Table of Contents

cs19f22as07: Protein Bioinformatics Lite

Goals


Prerequisites

This assignment requires familiarity with the lecture materials presented in class through week 07.


Background

Proteins constitute a class of molecules that are the primary drivers of all biochemical activity in living organisms on Earth. Every viable cell in every Earth-based life form has DNA molecules inside of its nucleus, and through the process of protein biosynthesis, cells transcribe DNA into RNA, then translate that RNA into protein products.

Diagram of the primary structure of a protein, showing a chain of amino acids

Protein biosynthesis involves assembling a chain of amino acids, each of which is coded for by a sequence of three RNA nucleotides. The resulting molecule is a form of polypeptide known as a protein. We refer to this sequence of amino acids as the primary structure of a protein. The secondary, ternary and quaternary structures refer to the complex shapes formed as hydrophobic interactions, intramolecular hydrogen bonds and van der Waals forces cause the primary structure of a protein to fold around itself and other proteins, giving the protein its essential biological functionality.

Diagram of primary, secondary, ternary and quaternary protein structures

There are 20 proteogenic amino acids. We usually use single-letter abbreviations to refer to them (A for alanine, C for cysteine, etc.), constituting an alphabet for describing protein structure:

A C D E F G H I K L M N P Q R S T V W Y

File /srv/datasets/amino-monoisotopic-mass (also available via HTTP) contains a simple table of the monoisotopic masses (measured in daltons) of each of the 20 proteogenic amino acids, along with the letters that we usually use to refer to them. Here are the first five lines of the file:

A 71.03711
C 103.00919
D 115.02694
E 129.04259
F 147.06841

As in Rosalind problem PRTM, we can use this data to compute the weight/mass of a protein, given its primary structure. This information can be useful for the purposes of protein mass spectrometry, e.g. in the identification and categorization of proteins involved in diseases such as those produced by viruses like SARS-Cov-2, which is the foundation for developing mRNA vaccines such as those that were quickly developed in response to COVID-19.


Assignment

You shall define a class named Protein in the cs19 namespace, instances of which represent the primary structure of a protein using the amino-acid alphabet. For simplicity's sake, define the class entirely within file cs19_protein.h (i.e. no separation of interface from implementation this time).

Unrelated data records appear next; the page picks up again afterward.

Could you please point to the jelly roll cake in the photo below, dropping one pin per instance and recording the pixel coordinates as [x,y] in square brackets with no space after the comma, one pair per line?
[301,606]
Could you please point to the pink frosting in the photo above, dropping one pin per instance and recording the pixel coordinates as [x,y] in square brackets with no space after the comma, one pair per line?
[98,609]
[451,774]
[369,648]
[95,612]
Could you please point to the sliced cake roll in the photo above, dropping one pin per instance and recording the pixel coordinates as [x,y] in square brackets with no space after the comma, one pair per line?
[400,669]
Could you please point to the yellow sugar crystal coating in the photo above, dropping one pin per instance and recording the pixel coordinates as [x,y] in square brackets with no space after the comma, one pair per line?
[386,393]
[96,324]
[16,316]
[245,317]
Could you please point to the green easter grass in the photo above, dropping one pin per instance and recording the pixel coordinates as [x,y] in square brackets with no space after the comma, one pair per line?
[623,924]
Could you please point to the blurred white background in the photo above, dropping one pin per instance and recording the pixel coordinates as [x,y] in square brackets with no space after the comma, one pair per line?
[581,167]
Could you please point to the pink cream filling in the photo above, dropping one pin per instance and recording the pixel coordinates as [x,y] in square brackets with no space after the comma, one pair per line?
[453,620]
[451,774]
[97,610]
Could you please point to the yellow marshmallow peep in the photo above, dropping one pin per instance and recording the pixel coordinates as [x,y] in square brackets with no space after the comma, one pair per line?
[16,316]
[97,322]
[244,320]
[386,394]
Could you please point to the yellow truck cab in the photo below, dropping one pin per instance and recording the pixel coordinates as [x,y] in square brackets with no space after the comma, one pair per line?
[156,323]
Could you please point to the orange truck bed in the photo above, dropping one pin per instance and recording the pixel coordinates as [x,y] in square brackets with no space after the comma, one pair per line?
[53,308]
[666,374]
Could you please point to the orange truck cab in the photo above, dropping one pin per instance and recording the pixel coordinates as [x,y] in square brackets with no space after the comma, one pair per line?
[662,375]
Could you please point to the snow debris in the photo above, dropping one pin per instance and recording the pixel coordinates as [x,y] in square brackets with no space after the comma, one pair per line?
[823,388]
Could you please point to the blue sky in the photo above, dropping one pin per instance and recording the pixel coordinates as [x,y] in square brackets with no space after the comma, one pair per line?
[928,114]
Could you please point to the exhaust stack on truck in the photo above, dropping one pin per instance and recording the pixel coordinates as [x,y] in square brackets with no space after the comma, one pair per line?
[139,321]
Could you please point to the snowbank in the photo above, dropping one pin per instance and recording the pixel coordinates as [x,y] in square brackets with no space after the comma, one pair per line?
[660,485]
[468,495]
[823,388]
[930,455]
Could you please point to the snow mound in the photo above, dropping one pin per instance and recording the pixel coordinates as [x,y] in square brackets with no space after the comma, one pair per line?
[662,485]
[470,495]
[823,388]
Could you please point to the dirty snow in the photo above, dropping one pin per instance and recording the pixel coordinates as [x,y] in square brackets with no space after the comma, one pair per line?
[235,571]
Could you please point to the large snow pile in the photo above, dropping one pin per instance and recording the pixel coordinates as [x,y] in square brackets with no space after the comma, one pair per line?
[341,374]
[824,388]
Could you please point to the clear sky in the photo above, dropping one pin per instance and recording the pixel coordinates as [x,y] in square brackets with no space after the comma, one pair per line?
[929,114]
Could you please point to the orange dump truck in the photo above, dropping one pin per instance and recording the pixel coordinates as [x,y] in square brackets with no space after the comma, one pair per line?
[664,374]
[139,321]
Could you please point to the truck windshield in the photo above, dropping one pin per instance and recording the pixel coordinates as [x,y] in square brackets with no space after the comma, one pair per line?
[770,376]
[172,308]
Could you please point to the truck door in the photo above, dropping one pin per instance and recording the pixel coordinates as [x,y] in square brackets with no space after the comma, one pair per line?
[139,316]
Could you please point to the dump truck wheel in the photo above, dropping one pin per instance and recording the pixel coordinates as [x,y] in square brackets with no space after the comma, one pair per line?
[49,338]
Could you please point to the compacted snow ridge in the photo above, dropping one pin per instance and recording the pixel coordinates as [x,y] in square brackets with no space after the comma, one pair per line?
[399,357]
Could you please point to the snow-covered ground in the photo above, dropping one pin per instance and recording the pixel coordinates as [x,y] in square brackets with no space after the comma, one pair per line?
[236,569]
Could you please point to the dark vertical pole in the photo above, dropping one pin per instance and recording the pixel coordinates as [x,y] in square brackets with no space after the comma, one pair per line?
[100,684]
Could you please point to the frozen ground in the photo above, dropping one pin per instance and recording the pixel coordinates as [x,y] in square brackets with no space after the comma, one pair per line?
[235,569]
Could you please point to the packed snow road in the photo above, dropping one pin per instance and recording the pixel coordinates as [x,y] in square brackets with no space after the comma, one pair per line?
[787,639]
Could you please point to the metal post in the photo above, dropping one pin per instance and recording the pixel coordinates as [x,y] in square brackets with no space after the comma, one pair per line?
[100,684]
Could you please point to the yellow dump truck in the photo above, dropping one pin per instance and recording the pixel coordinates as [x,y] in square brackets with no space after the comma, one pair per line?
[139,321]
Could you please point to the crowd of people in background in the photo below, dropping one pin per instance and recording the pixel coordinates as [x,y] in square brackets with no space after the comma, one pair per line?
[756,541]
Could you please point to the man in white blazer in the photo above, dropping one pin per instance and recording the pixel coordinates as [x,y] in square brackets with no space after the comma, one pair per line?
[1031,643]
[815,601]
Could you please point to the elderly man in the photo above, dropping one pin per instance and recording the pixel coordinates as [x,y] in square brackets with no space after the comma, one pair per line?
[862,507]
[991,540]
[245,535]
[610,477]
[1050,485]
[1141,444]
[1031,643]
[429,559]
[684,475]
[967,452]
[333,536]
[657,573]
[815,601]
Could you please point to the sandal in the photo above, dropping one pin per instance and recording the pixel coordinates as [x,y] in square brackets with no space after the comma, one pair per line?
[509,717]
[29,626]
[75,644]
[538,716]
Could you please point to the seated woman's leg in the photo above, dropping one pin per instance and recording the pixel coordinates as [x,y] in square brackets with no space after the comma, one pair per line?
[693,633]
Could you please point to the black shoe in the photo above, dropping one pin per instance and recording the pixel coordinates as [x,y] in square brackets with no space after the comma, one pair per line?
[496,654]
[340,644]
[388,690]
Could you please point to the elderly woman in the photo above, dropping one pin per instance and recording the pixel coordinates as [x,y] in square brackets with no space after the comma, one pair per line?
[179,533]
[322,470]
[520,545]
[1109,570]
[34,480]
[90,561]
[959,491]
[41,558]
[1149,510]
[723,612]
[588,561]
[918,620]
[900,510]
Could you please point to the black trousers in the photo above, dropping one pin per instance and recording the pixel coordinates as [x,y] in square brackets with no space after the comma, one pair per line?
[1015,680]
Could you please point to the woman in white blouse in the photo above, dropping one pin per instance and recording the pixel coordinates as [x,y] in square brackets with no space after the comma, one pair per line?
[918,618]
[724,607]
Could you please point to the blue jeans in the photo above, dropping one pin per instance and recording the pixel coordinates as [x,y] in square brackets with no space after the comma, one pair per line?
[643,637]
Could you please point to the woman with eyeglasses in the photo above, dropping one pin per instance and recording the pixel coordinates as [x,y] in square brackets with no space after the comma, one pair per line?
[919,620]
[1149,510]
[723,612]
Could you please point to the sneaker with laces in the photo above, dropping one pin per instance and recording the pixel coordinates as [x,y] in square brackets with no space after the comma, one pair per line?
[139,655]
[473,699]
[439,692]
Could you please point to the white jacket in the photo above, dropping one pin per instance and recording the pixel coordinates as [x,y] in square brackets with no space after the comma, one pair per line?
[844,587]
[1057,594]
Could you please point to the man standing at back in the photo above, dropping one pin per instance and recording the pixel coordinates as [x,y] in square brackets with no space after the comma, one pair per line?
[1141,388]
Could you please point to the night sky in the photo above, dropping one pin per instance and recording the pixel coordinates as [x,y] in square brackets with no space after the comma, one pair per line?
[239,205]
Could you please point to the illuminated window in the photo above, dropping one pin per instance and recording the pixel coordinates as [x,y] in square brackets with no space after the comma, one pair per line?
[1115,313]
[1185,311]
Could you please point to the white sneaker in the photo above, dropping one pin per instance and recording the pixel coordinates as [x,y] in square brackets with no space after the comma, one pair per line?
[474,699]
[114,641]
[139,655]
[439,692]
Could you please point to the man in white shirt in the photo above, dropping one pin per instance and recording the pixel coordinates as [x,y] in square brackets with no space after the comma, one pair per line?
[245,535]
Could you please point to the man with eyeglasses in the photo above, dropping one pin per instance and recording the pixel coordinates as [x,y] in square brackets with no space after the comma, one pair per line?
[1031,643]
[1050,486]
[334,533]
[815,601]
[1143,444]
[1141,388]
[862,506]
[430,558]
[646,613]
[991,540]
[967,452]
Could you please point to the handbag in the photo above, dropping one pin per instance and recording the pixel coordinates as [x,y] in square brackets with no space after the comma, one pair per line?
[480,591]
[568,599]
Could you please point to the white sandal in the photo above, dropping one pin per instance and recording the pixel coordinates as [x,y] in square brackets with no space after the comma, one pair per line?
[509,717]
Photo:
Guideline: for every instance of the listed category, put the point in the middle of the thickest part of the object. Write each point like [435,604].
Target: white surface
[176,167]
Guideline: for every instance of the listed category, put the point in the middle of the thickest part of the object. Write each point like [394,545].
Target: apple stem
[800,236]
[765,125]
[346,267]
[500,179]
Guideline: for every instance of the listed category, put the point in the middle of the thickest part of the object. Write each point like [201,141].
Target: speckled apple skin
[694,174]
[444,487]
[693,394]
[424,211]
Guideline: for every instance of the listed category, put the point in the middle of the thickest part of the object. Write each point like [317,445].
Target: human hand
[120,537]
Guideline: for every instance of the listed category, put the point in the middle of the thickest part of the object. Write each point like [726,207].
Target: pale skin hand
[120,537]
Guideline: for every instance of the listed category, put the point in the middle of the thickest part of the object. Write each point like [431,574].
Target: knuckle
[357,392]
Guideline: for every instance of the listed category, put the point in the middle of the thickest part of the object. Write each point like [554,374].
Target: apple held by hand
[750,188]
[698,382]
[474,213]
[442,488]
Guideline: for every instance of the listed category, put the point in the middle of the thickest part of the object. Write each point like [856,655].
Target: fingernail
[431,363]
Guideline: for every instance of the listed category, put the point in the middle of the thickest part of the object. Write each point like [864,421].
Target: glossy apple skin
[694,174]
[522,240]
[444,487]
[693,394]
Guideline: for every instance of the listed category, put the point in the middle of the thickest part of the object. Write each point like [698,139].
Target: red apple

cs19::Protein provides an idiomatic C++ interface, overriding various operators for the purposes of inspecting and modifying a cs19::Protein object, as well as computing its expected mass for the purposes of spectrometry.

Design your class to match this specificiation according to the description of each member function. You must implement at least stub versions of all of the specified constructors and member functions in order to receive a grade.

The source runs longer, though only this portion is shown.